En effet, j’interviens régulièrement en conférences ou en processus de transformation en organisation pour accompagner la révolution qu’implique les nouvelles formes d’économies en émergence (l’économie collaborative, circulaire, biomimétique, sociale et solidaire, etc) cette co-révolution — inexorable — dont nous parlons depuis quelques temps … Bref, avec ferveur (et passion parfois, je l’avoue), je tente de partager le constat (sans appel) que notre bon vieux modèle économique « classique » issu des trente glorieuses arrive en fin de course…et qu’il est urgent et nécessaire de se transformer…

Et même si ce que je partage parait “intellectuellement” indéniable, souvent ça coince aux entournures…

La peur du changement…c’est tout le temps !

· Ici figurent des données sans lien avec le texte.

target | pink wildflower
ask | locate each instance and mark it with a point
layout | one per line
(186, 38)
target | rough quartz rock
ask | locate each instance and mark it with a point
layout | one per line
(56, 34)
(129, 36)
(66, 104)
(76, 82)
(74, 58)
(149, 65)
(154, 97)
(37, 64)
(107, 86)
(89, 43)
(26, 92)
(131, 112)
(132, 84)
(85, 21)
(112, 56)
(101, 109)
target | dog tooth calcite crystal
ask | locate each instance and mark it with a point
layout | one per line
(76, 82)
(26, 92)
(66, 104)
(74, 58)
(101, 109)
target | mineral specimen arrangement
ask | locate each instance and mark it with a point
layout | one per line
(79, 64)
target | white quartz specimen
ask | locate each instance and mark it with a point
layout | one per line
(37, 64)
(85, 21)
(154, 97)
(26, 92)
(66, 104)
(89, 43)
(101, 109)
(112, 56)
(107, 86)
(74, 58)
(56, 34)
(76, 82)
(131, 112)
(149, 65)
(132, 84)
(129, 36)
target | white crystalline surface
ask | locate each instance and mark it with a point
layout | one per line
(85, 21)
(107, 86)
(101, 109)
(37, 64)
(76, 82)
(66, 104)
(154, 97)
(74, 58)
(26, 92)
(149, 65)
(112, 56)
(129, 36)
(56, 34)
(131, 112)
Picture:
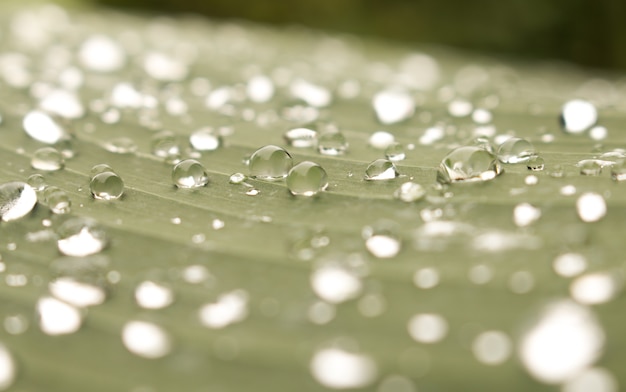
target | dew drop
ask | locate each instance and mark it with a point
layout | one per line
(189, 174)
(270, 163)
(381, 169)
(17, 199)
(468, 164)
(307, 179)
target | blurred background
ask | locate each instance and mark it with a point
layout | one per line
(587, 32)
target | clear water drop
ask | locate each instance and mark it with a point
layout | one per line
(468, 164)
(17, 199)
(189, 174)
(270, 163)
(307, 179)
(81, 237)
(381, 169)
(47, 159)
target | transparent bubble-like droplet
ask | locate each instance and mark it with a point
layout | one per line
(43, 128)
(106, 185)
(270, 163)
(393, 106)
(146, 339)
(381, 169)
(189, 174)
(17, 199)
(301, 137)
(591, 207)
(410, 192)
(577, 116)
(81, 237)
(428, 328)
(565, 339)
(205, 139)
(57, 200)
(332, 143)
(516, 150)
(339, 369)
(307, 179)
(47, 159)
(468, 164)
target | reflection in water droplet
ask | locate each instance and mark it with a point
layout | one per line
(17, 199)
(81, 237)
(468, 164)
(189, 174)
(577, 116)
(427, 328)
(565, 339)
(146, 340)
(270, 163)
(338, 369)
(57, 317)
(307, 179)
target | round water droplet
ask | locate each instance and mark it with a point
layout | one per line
(205, 139)
(106, 185)
(301, 137)
(516, 150)
(468, 164)
(381, 169)
(270, 163)
(47, 159)
(332, 143)
(81, 237)
(189, 174)
(577, 116)
(17, 199)
(307, 179)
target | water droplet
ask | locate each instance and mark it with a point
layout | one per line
(427, 328)
(381, 169)
(189, 174)
(565, 339)
(332, 143)
(516, 150)
(81, 237)
(410, 192)
(577, 116)
(47, 159)
(205, 139)
(17, 199)
(393, 106)
(492, 347)
(57, 317)
(151, 295)
(301, 137)
(146, 339)
(307, 179)
(43, 128)
(591, 207)
(468, 164)
(270, 163)
(338, 369)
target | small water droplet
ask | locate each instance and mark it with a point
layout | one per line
(270, 163)
(381, 169)
(189, 174)
(307, 179)
(17, 199)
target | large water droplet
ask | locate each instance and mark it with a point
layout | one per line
(468, 164)
(81, 237)
(307, 179)
(17, 199)
(381, 169)
(270, 163)
(189, 174)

En fait, depuis quelques temps, j’ai pris l’habitude de ne plus demander à mes interlocuteurs si ils ont compris les enjeux de ce changement de paradigme pour leur entreprise (car bien-sûr qu’ils ont compris, ce sont des personnes intelligentes !). C’est en fait quand je pose une autre question, plus subtile : « QU’EST CE QUE CA VOUS FAIT ce que je suis en train de vous dire ? » que leurs yeux (ou leur posture corporelle) expriment une réaction plus profonde, un sentiment sourd, voire un malaise… C’est l’indicateur « en live » de la conscience (ou pas) qu’ils ont de la finitude de leur modèle, de la magnitude du changement auquel ils doivent faire face pour se préparer à un avenir incertain …
Bref, un mot plane au dessus de la salle de réunion ou de séminaire, un mot tabou, presque interdit : LE DEUIL

En effet, le sujet de la fin des entreprises (entendez ici, « la fin de leur modèle économique actuel ») ou celui de la transformation de leur organisation, est un sujet profond, voire « intime » et pour n’importe qui : un employé, un manager, un entrepreneur ou un dirigeant. Chacun à son échelle est confronté de manière singulière à sa capacité à faire le deuil de l’ancien pour se préparer au (re)nouveau…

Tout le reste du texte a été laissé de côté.